Wednesday 06 Oct 2021 | 09:54 | SYDNEY
Wednesday 06 Oct 2021 | 09:54 | SYDNEY

Singapore slings and arrows


Graeme Dobell

11 April 2011 14:15

Australia is happy enough to be Asia's quarry and farm, but being a financial branch office for an Asian city-state is apparently too hard to contemplate.

'No-brainer' is the standout comment that will be long remembered from Canberra's rejection of Singapore's $8.4 billion bid to takeover Australia's Securities Exchange. The 'no-brainer' line from the Treasurer, Wayne Swan, was no brain explosion. It was part of his opening spiel in announcing the thumbs down to Singapore. He said it and he meant to say it:

'So let's be clear, let's be very clear here, this is not a merger, it's a takeover that would see Australia's financial sector become a subsidiary to a competitor in Asia. As my detailed consideration of these facts went on, it became clear to me that it was a no-brainer that this deal is not in Australia's national interest. This takeover would not enhance our access to global financial markets. This takeover would not deliver high quality financial services jobs for Australia. This takeover would not build Australia as a financial services hub within Asia. The proposed takeover would risk seeing jobs and capital move to Singapore and I'm not going to stand by and let that happen'.

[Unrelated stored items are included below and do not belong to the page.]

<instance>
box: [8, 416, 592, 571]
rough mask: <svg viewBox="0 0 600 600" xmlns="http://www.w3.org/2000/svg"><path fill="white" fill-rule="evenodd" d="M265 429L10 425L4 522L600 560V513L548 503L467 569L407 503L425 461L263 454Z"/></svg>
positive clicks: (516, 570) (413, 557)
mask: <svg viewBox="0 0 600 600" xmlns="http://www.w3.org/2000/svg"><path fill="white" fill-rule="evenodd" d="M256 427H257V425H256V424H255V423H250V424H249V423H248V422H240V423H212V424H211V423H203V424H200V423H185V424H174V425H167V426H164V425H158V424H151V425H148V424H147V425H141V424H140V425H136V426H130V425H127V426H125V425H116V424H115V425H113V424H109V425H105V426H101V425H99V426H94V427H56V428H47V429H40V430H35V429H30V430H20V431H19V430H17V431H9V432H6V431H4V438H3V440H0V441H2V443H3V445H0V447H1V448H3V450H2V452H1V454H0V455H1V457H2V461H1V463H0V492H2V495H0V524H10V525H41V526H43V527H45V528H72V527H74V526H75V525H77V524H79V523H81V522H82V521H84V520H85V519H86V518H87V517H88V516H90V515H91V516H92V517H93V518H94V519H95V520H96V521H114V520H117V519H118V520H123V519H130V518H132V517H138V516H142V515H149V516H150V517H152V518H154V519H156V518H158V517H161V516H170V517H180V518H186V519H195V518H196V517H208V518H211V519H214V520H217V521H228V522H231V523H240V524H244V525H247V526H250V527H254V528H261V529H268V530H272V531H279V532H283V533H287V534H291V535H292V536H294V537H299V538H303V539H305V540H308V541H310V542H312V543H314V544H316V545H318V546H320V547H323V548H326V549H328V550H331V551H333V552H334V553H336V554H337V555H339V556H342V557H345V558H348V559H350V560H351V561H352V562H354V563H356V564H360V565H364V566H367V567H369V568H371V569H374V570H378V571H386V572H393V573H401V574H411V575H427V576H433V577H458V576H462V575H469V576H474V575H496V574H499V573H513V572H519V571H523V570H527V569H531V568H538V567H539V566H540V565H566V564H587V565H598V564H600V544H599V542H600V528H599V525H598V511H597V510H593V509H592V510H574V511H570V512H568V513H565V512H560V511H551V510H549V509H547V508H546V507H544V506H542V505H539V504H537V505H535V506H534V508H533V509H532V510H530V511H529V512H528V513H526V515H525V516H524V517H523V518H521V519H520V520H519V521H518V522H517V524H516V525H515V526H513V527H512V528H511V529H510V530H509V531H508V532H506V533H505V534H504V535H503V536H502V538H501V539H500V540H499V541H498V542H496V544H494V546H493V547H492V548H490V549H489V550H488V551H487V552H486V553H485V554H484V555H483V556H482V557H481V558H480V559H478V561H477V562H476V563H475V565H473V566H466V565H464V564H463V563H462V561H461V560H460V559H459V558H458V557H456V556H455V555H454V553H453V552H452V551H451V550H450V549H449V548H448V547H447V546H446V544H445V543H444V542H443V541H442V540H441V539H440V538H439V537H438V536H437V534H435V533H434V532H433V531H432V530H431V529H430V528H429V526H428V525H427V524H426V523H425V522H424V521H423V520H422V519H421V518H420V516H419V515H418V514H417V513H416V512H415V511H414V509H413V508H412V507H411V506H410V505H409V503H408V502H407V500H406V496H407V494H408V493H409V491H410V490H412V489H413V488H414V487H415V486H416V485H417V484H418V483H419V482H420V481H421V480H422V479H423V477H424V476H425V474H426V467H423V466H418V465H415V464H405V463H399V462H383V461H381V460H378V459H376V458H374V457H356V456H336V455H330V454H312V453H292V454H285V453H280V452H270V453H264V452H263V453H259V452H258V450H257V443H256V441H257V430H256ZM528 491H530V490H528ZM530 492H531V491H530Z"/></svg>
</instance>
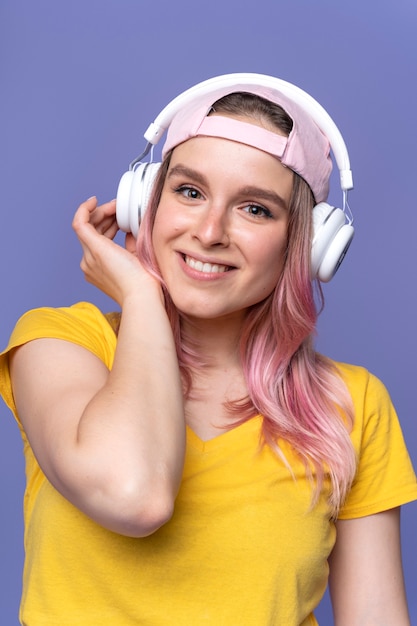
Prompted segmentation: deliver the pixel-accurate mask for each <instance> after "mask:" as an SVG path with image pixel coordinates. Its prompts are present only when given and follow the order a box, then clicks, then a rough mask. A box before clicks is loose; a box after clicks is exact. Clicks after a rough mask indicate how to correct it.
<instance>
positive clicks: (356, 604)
mask: <svg viewBox="0 0 417 626" xmlns="http://www.w3.org/2000/svg"><path fill="white" fill-rule="evenodd" d="M330 595H331V599H332V605H333V614H334V620H335V622H334V623H335V626H392V625H393V624H395V626H409V625H410V620H409V617H408V609H407V602H406V597H405V589H404V580H403V571H402V562H401V542H400V509H399V508H397V509H391V510H389V511H384V512H383V513H378V514H377V515H370V516H368V517H363V518H359V519H353V520H339V521H338V522H337V540H336V545H335V548H334V550H333V552H332V554H331V557H330Z"/></svg>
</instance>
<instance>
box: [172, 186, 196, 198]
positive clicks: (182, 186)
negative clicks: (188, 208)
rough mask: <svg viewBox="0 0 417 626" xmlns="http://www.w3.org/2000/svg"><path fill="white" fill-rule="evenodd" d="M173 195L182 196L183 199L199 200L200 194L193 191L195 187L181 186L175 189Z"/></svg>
mask: <svg viewBox="0 0 417 626" xmlns="http://www.w3.org/2000/svg"><path fill="white" fill-rule="evenodd" d="M175 193H177V194H179V195H181V196H184V198H189V199H190V200H200V198H201V197H202V196H201V193H200V192H199V191H198V190H197V189H195V187H190V186H188V185H181V186H180V187H177V188H176V189H175Z"/></svg>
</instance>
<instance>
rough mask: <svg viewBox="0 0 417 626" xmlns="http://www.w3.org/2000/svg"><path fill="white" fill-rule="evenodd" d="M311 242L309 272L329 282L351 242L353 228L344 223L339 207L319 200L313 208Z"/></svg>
mask: <svg viewBox="0 0 417 626" xmlns="http://www.w3.org/2000/svg"><path fill="white" fill-rule="evenodd" d="M313 228H314V235H313V243H312V247H311V274H312V278H318V279H319V280H321V281H322V282H325V283H327V282H329V280H331V279H332V278H333V276H334V275H335V273H336V272H337V270H338V269H339V267H340V264H341V263H342V261H343V259H344V257H345V254H346V252H347V250H348V248H349V246H350V244H351V242H352V239H353V235H354V228H353V226H352V225H351V224H347V223H346V215H345V213H344V212H343V211H342V210H341V209H337V208H335V207H332V206H330V205H329V204H327V203H326V202H320V203H319V204H317V205H316V206H315V207H314V209H313Z"/></svg>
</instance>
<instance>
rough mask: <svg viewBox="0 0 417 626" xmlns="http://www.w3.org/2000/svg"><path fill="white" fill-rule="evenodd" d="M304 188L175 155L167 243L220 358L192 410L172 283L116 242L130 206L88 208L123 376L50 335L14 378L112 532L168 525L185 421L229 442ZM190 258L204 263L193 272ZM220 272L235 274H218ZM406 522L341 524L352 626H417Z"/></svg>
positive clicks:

Do not think too deeply on Australia seeking to be a 'financial services hub within Asia' by rejecting marriage with one of Asia's significant hubs. The logic of the Swan announcement is that the ASX must be the bidder not the target.

Australia is usually very welcoming to foreign cash. Knocking back Singapore ranks as a once in a decade event. As the Treasurer made clear in his formal statement, no foreign proposal has been rejected since 2001; and since Labor came to Government in 2007, 99 percent of applications have been approved without conditions.

Another part of Swan's statement referred to the 'strategic implications' of Singapore's proposed acquisition. The Treasurer was using 'strategic' in the sense often employed by economists and business leaders. But consider the decision for a moment as a political as well as an economic call. What does it tell us about some of the boundaries or no-go zones involved in Australia's 40-year-old Great Asia Project' 

The Project to find security in not from Asia has enjoyed broad support in the Australian polity but the effort inevitably generates both ambivalence and argument. As Asian engagement or enmeshment or integration gets broader and deeper, Australia cannot always be the actor making the moves or deciding the course.

Engagement can seem very different when you are not the one making the proposal. Singapore, not Australia, was seeking to define the terms and ambition of a significant bit of economic convergence.

The reversal in roles even carried through to some of the Australian commentary, with Singapore portrayed as not being sensitive to the Oz way of doing things. It is a strange echo of all those past injunctions about the need for Australia to develop an understanding of the Asian way.

As an example, Laura Tingle, in The Australian Financial Review, (subscription) put the boot into the Asian suitor, arguing that the Singapore Exchange comprehensively messed up during its long negotiation with the Foreign Investment Review Board: 'It seems in this case that the foreign buyer just didn't correctly read the signals it was being given on the regulatory issues, or on the quality of the proposal it was putting forward in the many discussions it had with the FIRB over a five-month period'.

So with more than eight billion dollars on the table, Singapore wasn't listening properly' The Asian deal-makers are obviously going to need some cultural sensitivity courses on how to read the subtle signs that indicate what is really going on behind the Delphic mask of those inscrutable Australians.

Australia is grappling with the big geo-political and geo-economic questions posed by China (pop: 1.33 billion). Now Singapore (pop: 4.7 million) has asked a similar question about what Asia might want to do with Australia. It is a different version of the traditional debate about what Australia wants to do with Asia. And the discussion can become more confronting when it is Asia, not Australia, doing the proposing.

Some aspects of the Asian century are going to be tough for Australia — even for the cosmopolitan internationalists and sophisticates of the political and business classes. Being taken over by Singapore falls into that category.